Previous studies have also associated CHC with other cardiometabolic diseases, such as MetS and diabetes mellitus [11, 12, 30]. Hsiao et al. [30] reported that 62.1% of participants with CHC had MetS, 48.4% had hypertension, and 37.9% had diabetes. Recently, several researchers have opted the newly coined term “MAFLD,” replacing the previous NAFLD term. The redefinition reflects substantial information gained from previous studies on the association between fatty liver and overweight/obesity, type 2 diabetes, and metabolic risk factors [31,32,33]. We also like to use the term MAFLD, instead of NAFLD or fatty liver, as this term more accurately emphasizes cardiovascular risks in patients with CHC [34].

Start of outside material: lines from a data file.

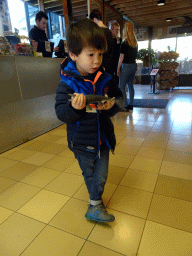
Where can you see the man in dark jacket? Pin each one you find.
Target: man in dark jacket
(90, 133)
(108, 56)
(39, 38)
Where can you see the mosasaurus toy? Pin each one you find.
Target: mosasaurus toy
(93, 98)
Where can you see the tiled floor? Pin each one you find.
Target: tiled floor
(43, 198)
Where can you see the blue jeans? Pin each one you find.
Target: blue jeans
(95, 172)
(127, 77)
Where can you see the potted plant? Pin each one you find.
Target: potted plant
(147, 56)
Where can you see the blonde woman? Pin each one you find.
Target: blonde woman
(127, 66)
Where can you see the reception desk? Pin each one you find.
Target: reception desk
(27, 98)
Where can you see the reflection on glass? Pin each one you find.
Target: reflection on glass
(164, 44)
(18, 19)
(32, 10)
(55, 25)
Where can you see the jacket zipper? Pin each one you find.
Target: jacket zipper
(98, 150)
(73, 133)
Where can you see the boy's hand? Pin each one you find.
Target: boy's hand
(79, 101)
(107, 105)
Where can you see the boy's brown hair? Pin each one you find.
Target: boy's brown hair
(85, 33)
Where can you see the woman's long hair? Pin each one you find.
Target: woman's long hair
(129, 34)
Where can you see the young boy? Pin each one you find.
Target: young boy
(90, 134)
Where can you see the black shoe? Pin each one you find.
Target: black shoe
(124, 110)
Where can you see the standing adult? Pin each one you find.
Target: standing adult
(127, 66)
(115, 29)
(96, 16)
(38, 36)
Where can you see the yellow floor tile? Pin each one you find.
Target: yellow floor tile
(54, 149)
(50, 138)
(19, 171)
(183, 171)
(180, 138)
(146, 164)
(20, 154)
(137, 134)
(123, 235)
(120, 160)
(59, 132)
(119, 138)
(180, 147)
(155, 143)
(159, 240)
(17, 232)
(62, 140)
(151, 153)
(132, 201)
(83, 194)
(74, 169)
(141, 128)
(71, 218)
(5, 183)
(59, 163)
(115, 174)
(6, 163)
(38, 158)
(9, 152)
(133, 141)
(145, 123)
(126, 149)
(177, 157)
(140, 180)
(40, 177)
(17, 195)
(44, 206)
(171, 212)
(36, 145)
(174, 187)
(158, 136)
(67, 152)
(66, 184)
(181, 131)
(4, 214)
(95, 250)
(54, 242)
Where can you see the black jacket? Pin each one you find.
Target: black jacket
(84, 129)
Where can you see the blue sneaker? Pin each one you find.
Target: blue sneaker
(99, 213)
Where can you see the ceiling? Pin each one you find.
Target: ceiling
(144, 13)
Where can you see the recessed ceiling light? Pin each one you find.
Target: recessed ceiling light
(161, 2)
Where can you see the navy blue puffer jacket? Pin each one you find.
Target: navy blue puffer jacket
(85, 130)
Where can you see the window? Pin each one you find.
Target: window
(17, 14)
(143, 44)
(184, 47)
(164, 44)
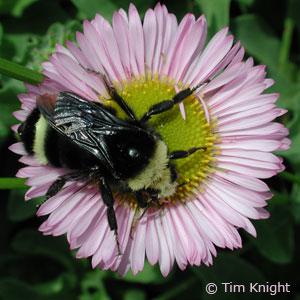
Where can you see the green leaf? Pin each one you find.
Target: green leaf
(150, 274)
(275, 236)
(20, 6)
(1, 33)
(216, 12)
(34, 243)
(57, 286)
(258, 38)
(227, 271)
(13, 289)
(93, 287)
(19, 72)
(7, 183)
(136, 294)
(88, 9)
(56, 34)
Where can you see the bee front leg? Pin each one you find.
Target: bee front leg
(109, 201)
(183, 153)
(59, 183)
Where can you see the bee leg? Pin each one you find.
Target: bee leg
(168, 104)
(140, 199)
(154, 199)
(183, 154)
(59, 183)
(109, 200)
(120, 101)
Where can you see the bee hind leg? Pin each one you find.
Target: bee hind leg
(109, 201)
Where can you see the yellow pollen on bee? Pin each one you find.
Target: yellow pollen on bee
(140, 93)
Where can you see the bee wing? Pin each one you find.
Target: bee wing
(84, 122)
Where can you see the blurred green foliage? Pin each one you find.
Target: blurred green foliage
(36, 267)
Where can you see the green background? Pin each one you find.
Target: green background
(36, 267)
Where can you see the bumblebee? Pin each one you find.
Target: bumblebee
(87, 138)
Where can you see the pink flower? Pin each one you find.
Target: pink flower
(228, 114)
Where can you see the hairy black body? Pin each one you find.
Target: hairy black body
(87, 138)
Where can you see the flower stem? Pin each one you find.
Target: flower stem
(286, 43)
(7, 183)
(19, 72)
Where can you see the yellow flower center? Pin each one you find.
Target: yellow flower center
(178, 134)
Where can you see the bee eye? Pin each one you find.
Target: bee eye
(133, 153)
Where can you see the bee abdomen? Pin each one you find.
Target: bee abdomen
(49, 147)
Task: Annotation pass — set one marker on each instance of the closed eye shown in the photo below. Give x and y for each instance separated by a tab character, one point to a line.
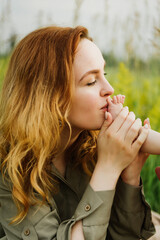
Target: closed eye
91	83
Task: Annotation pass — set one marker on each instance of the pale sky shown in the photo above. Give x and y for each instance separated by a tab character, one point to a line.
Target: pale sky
111	23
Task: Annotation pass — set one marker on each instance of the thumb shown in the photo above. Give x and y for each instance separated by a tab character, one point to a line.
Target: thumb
157	170
107	121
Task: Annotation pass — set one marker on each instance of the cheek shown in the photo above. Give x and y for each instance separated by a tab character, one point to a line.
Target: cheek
85	102
85	112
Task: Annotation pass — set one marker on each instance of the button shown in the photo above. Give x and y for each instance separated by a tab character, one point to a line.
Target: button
27	232
87	207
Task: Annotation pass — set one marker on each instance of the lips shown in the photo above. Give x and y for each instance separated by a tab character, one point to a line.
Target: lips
105	107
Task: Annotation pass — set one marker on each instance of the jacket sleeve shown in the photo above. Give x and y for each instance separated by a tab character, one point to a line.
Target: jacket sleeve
94	210
44	222
131	215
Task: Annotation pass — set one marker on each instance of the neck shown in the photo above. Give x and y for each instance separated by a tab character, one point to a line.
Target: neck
60	160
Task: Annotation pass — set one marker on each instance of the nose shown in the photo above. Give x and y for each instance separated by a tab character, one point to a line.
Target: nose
106	89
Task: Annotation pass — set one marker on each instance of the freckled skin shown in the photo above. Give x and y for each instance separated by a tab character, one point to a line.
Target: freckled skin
92	91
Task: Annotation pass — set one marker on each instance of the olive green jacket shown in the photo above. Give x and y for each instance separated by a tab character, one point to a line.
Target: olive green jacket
129	219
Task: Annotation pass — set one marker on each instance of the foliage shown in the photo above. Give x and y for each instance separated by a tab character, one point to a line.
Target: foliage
141	87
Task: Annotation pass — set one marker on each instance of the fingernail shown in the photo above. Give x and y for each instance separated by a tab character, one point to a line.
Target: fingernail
148	120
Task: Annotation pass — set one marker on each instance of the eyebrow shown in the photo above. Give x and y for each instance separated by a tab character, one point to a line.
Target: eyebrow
94	71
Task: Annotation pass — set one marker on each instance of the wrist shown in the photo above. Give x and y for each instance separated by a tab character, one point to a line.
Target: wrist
104	177
131	181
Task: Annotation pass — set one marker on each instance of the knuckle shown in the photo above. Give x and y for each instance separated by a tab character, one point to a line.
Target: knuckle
139	142
134	130
108	134
131	116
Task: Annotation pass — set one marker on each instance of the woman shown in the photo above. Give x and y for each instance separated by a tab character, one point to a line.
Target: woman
59	173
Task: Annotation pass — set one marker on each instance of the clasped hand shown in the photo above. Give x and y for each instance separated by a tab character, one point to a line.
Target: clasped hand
119	143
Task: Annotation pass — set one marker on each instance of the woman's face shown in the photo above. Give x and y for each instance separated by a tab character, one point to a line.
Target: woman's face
91	88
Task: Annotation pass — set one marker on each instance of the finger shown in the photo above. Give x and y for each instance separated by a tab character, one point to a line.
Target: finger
137	144
133	131
146	121
119	120
123	98
157	170
114	99
107	122
126	125
119	98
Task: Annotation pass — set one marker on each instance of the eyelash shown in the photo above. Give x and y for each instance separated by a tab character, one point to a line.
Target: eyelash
92	83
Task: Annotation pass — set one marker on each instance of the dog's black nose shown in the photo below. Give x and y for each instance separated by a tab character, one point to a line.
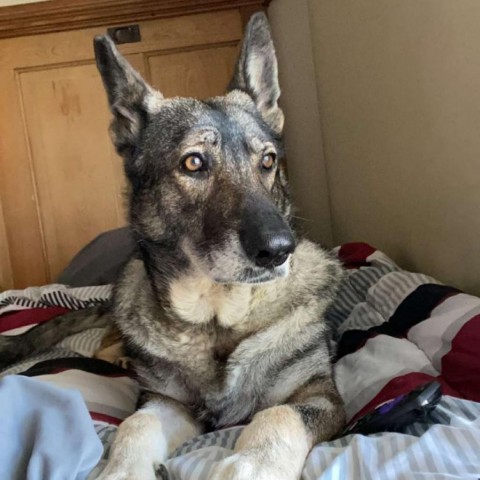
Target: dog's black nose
265	235
274	249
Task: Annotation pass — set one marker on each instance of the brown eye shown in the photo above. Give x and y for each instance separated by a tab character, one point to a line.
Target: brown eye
193	163
268	161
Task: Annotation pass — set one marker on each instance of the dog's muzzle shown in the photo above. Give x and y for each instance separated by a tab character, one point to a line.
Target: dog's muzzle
265	236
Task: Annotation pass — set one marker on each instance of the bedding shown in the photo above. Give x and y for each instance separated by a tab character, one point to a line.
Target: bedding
393	330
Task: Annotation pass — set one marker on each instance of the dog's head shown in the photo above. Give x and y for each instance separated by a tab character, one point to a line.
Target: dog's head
206	176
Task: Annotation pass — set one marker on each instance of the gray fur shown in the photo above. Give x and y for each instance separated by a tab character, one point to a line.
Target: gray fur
204	325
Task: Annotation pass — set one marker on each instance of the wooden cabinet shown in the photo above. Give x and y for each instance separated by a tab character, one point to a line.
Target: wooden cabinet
61	182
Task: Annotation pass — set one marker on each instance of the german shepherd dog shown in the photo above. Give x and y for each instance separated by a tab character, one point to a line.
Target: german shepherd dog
221	310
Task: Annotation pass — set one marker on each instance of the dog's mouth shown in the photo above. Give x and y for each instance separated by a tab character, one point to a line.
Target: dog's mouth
256	275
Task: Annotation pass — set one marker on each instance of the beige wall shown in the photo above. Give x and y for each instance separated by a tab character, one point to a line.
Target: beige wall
303	139
398	86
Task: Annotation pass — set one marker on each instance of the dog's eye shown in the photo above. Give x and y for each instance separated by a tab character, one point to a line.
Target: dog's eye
193	163
268	161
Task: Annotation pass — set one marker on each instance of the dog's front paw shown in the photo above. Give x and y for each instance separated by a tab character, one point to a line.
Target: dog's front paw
244	467
113	472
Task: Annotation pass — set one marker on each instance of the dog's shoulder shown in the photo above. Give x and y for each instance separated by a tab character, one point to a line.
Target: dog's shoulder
315	274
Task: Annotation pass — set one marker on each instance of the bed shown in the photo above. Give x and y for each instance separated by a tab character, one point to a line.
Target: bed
393	330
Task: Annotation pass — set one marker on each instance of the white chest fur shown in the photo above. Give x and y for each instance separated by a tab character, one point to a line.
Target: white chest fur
196	299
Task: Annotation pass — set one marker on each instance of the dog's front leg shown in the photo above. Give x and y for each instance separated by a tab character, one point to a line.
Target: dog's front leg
145	439
275	444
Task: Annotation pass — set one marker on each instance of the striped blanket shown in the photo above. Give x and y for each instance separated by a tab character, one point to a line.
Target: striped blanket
393	330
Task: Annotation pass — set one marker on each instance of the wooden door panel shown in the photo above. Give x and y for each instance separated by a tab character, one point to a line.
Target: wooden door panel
6	280
199	73
77	175
61	182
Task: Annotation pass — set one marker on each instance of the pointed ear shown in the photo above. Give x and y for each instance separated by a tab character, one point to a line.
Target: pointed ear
129	96
256	72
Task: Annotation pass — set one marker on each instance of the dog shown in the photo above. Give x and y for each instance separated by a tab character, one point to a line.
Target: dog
221	309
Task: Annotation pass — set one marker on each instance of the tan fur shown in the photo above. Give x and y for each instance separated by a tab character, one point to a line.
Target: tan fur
152	428
272	447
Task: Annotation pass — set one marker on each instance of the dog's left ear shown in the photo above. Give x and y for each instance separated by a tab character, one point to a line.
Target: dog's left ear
129	96
256	72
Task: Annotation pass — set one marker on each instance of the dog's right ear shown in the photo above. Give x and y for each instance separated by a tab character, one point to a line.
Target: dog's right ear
129	96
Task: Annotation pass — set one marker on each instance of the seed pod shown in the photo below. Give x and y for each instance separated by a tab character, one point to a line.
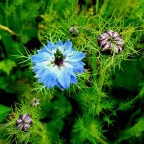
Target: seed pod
35	102
111	41
24	122
74	31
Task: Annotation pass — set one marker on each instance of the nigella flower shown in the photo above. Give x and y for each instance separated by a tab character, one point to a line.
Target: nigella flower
57	64
35	102
111	41
24	122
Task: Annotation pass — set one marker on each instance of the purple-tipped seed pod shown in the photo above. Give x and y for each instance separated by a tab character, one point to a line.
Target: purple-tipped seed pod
24	122
74	31
111	41
35	102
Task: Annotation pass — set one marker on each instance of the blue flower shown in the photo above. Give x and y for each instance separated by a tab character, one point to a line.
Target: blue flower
57	64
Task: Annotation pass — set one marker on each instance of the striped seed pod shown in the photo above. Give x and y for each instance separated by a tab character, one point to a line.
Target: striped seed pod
24	122
111	41
74	31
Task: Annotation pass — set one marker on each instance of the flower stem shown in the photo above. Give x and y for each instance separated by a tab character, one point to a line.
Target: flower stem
8	30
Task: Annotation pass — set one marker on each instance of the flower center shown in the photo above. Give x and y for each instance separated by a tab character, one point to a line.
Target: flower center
58	57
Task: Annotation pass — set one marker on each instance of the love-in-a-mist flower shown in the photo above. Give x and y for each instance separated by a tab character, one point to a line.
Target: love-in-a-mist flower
111	41
24	122
35	102
74	31
57	64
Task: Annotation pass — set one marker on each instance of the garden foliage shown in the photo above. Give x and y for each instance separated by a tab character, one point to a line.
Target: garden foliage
95	95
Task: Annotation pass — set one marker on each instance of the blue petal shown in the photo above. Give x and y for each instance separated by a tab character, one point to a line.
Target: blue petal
77	56
45	49
64	78
38	66
51	46
49	79
59	43
67	45
39	72
73	79
40	57
59	85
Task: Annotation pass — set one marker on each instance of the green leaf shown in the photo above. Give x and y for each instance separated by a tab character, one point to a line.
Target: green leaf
3	112
7	65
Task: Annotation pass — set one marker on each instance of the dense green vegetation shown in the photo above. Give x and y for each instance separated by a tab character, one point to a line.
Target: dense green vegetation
106	105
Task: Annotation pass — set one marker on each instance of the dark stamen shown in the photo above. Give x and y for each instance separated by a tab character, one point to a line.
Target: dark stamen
58	57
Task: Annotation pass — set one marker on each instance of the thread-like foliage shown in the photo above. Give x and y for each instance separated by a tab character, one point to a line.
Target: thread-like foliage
105	106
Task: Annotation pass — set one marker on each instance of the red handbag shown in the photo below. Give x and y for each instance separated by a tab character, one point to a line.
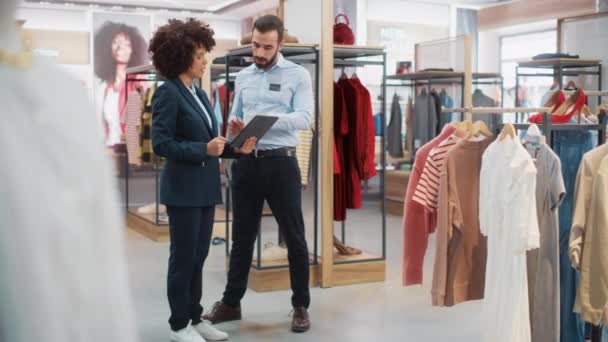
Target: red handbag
343	35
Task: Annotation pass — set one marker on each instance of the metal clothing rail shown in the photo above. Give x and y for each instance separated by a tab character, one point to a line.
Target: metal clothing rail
430	78
589	92
495	110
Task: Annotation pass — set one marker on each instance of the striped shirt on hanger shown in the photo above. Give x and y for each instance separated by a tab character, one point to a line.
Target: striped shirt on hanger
427	190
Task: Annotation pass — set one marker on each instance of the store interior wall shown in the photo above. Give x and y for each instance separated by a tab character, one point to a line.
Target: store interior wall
530	11
55	20
303	19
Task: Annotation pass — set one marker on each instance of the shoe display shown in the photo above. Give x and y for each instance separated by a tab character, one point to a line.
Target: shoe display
554	102
344	249
209	332
573	106
222	313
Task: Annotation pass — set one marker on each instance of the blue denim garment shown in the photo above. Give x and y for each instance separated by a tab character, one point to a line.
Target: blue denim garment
570	146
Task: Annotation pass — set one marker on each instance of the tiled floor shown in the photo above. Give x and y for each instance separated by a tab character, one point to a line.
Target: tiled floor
370	312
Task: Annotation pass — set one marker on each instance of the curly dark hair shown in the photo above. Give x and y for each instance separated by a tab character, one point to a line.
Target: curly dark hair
173	45
105	66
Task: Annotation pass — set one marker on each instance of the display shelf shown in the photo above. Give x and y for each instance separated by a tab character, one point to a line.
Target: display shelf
443	75
354	51
560	62
559	68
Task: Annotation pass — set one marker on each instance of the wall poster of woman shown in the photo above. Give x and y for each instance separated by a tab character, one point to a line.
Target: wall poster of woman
120	42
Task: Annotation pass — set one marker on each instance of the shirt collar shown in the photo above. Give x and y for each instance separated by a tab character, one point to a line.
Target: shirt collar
281	61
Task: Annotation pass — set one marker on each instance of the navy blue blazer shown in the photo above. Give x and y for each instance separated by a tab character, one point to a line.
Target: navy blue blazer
180	133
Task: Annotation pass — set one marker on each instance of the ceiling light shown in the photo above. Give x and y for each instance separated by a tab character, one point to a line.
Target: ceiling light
222	5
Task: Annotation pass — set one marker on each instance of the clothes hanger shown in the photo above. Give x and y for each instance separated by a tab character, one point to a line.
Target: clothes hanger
467	125
343	75
507	131
461	129
533	136
479	128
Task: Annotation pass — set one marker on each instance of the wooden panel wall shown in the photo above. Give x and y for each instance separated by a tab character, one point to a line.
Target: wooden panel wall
527	11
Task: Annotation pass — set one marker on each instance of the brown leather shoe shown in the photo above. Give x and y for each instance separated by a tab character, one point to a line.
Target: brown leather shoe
221	312
301	320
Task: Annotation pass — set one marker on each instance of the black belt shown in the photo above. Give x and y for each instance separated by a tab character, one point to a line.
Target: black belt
279	152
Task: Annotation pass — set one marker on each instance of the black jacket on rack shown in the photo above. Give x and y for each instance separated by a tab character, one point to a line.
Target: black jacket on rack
395	146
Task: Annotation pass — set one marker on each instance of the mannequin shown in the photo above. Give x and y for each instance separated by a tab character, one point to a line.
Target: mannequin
62	262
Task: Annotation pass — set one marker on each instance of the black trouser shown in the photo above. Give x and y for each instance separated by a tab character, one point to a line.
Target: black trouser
190	231
276	180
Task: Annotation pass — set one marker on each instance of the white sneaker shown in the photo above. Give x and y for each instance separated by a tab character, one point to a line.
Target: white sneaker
186	335
209	332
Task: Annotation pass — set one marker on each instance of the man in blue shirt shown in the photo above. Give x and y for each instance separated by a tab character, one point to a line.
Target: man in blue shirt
271	86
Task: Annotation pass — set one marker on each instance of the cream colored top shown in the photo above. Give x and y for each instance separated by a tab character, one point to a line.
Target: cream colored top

Considering the new era of CHC therapy via Direct-Acting antivirals(DAAs), DAAs are associated with > 95% cure rate and reduction in risk of developing HCC and are significantly beneficial in reducing diabetes mellitus, the levels of liver enzymes (GOT, GPT, and GGT) [33, 35], and the severity of fatty liver disease[36]. Hence, eradication of CHC through DAAs therapy may prevent adverse outcomes of cirrhosis and HCC and is potentially beneficial for the regression of fatty liver and control of diabetes mellitus. CHC treatment should be integrated with lifestyle management for patients with CHC to treat the disease and control the progression of hepatic steatosis and other cardiometabolic disorders.

Limitations

Although this study revealed some valuable findings, it has several limitations. First, our sampling was not random, and this study was conducted in only one county. This may limit the representativeness and generalizability of the study’s findings. Second, we did not collect certain aspects of each participant’s history of cardiometabolic diseases, such as hypertension and diabetes, or medication history relevant to these diseases. This might lead to an underestimation of the prevalence of cardiometabolic risk factors or MetS and their contribution to steatosis. Third, the sample size of this study is relatively small with a relatively high number of variables, it is challenging to analyze possible interaction effects and rule out all confounding factors. Future large-scale studies are warranted to confirm the findings of this study. Fourth, our questions to participants regarding alcohol consumption did not precisely reflect different concentrations of alcohol in alcoholic beverages, and we did not account for the degree of past alcohol consumption for those who previously had regular alcohol consumption but had quitted. This may lead to underestimation of prevalence of alcohol-associated hepatic steatosis and other alcoholic related metabolic abnormalities, as well as the long-term effect of past alcoholism on the current hepatic metabolic conditions of some participants. Finally, health-related lifestyle factors were not explored in this study, limiting the available recommendations for this population.

Conclusions

These findings demonstrate a high prevalence of fatty liver and cardiometabolic risk factors in adults with CHC living in rural regions. Adults with CHC with moderate and severe fatty liverare significantly associated with central obesity, elevated blood pressure, MetS, and elevated liver enzyme levels. This study highlights that clinicians and primary healthcare providers should encourage patients with CHC to undergo fatty liver screening in addition to DAAs treatment and to improve their general liver and cardiometabolic health through weight loss management and lifestyle modifications.